Adam Colclough lives and works in the West Midlands, he writes regularly for a number of websites, one day he will get round to writing a book for someone else to review.
Private Investigator, V.I. Warshawski is faced with a situation that taxes even her legendary abilities. Called out in the dead of night to help the nephew of an old friend (who has come under police suspicion); as a body is found in the woods. Soon she finds herself right at the epicentre of a most troubling case.
Remarkably this is Paretsky's nineteenth novel featuring V.I. Warshawski, and the series shown no signs of flagging. A deadly conspiracy involving stolen antiquities, the Russian Mafia and shady loan companies come under scrutiny.
The landscape of the windy city and the surrounding country is as skilfully evoked as was Chandler’s LA; and the authorial voice is just the right mix of idealism but cloaked in a world-weariness.

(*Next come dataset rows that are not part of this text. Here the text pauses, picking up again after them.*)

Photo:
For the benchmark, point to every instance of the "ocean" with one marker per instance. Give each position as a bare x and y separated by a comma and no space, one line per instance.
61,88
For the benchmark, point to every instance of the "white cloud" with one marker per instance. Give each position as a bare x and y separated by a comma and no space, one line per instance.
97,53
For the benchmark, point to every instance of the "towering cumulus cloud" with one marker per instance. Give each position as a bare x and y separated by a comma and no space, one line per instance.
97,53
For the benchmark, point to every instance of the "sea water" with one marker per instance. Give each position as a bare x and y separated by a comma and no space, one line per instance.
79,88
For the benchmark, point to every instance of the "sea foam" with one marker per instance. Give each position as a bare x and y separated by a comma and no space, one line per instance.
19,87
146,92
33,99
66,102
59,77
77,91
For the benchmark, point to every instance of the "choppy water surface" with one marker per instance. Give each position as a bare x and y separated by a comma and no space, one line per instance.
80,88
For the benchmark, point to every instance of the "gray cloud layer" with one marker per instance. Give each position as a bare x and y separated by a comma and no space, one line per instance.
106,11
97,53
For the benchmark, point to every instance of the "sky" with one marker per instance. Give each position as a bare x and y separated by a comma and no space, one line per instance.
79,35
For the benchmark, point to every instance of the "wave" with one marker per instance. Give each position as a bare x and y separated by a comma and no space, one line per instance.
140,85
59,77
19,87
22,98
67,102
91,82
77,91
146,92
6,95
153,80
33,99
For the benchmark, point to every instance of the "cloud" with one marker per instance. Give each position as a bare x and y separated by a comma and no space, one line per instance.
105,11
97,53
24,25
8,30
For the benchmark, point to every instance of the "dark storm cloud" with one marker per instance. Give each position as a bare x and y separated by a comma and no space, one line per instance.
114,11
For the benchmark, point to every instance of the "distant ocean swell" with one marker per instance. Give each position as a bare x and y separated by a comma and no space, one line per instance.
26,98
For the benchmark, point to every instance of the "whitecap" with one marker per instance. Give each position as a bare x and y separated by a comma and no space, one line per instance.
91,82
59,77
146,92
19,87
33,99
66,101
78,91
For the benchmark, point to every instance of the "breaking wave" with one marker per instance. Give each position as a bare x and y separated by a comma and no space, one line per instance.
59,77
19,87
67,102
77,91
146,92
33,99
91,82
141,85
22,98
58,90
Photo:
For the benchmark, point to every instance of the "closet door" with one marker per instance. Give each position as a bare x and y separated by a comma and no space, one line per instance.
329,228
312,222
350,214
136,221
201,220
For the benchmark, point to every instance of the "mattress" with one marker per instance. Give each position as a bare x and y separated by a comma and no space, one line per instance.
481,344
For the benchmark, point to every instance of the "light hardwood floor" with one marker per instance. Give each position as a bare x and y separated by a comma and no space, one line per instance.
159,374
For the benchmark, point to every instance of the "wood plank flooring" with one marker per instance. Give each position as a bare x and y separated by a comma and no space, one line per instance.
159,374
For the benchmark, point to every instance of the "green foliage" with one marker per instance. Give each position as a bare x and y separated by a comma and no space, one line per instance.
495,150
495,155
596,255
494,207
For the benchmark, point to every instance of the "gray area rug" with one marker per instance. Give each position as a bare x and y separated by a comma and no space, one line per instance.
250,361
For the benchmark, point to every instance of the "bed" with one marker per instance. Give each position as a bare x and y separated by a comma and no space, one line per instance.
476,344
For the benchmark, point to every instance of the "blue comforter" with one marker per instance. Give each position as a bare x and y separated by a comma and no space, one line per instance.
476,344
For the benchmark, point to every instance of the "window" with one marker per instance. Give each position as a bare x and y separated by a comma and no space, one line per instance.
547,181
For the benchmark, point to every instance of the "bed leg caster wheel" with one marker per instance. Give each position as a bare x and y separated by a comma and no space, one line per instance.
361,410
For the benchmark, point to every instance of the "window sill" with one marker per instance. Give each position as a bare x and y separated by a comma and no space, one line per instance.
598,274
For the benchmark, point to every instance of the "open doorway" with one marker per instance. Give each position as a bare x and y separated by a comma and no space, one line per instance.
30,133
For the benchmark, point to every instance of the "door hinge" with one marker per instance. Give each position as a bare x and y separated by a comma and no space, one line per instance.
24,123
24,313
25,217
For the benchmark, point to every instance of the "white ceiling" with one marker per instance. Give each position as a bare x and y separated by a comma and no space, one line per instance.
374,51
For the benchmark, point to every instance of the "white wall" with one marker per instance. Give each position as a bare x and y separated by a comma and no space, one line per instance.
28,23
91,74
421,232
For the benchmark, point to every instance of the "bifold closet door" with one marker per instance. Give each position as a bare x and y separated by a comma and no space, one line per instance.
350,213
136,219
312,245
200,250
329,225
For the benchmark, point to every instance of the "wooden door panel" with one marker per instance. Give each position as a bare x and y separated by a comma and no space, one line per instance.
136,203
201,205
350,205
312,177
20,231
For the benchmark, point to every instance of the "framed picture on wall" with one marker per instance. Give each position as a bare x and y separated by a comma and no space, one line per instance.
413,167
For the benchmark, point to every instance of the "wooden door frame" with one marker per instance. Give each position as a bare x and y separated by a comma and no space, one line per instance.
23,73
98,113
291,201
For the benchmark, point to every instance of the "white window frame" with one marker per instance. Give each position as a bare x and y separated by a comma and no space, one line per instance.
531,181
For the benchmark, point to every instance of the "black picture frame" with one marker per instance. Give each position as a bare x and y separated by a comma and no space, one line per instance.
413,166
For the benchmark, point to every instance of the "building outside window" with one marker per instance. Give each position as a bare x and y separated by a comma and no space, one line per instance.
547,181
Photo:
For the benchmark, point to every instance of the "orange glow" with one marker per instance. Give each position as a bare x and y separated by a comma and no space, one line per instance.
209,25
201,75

Paretsky’s work is again socially prescient, as she brings to her plot a sharp eye for the current moral panics about immigration and terrorism. Added to this are nods to the nefarious practices of finance companies that trap their customers in debt spirals, and the exploitative behaviour that fuelled the '#MeToo' movement.
The action is, as fans have come to expect, full on with Warshawski, literally, shedding blood to bring down the bad guys. There is also a distinct political edge to this book, indicating that ‘the system’ and its ‘white-collar’ criminals, are as culpable as any of the individual ‘blue-collar’ crooks.
Some long-standing detective series simply run out of steam, while others fade into comfortable clichés, while only a very small number go on - getting better with each new addition. Sara Paretsky’s V.I. Warshawski novels are part of this elite group, neither she nor her creation, look likely to be going quietly into the twilight any time soon, which is welcome news for her legion of readers.